Just a random thought that's been percolating in my brain recently. It's no where near developed fully, but I figure I might as well throw the first draft out there.
One reason that different versions of D&D "feel" different is the metagame that goes on behind the actual play. Different versions seem to encourage different metagame focuses that run parallel to the actual game play. Here's my initial ideas about what some of the editions encourage for "metagame play"
OD&D/Classic D&D/1E AD&D: Using player ingenuity to make the most of what the random rolls give you at character creation, and what random shit the DM gives you in play. It's a little beyond simple resource management on a strategic/tactical split. It's really about coming up with that odd idea that makes an encounter easy (or at least easier).
2E D&D: Making your character so interesting and fleshed out that the DM grants you plot immunity.
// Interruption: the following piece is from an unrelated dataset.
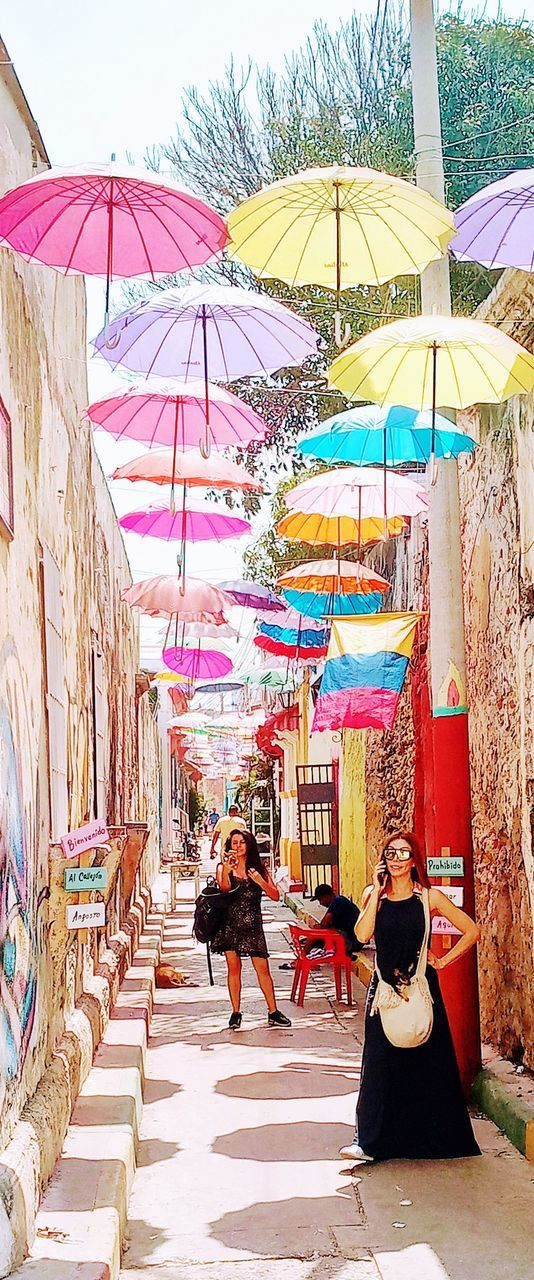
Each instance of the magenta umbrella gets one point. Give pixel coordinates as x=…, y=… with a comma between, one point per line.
x=197, y=663
x=174, y=414
x=109, y=220
x=194, y=525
This is not knocking the game. 2E focused on the grand plots, and clever ideas and all that are nice, but making the DM think twice about letting you fail that save vs. petrification counts more when the plot is on the line.
3E/Pathfinder: Optimizing your character build. When I say optimizing here, it's not necessarily about DPS (to borrow the MMO term), it's about finding the right mix of ability scores, classes, feats and skills to craft the "perfect" character for whatever it is you want to do in the game.
4E: Optimizing your adventuring party. 4E really plays up the "tactical war game" aspect of D&D. Making sure you've got not only a competent character, but that your character fits into the overall makeup of the party seems crucial to successful 4E play. Fail to "play your role" and those big long encounters can become bigger and longer.
Now, like I say, this is just my initial ideas here. I'm not trying to knock any play style, just thinking in print about what makes the play of each edition different. If you've got comments, criticisms, or can think of anything I'm being just plain stupid about, feel free to let me know.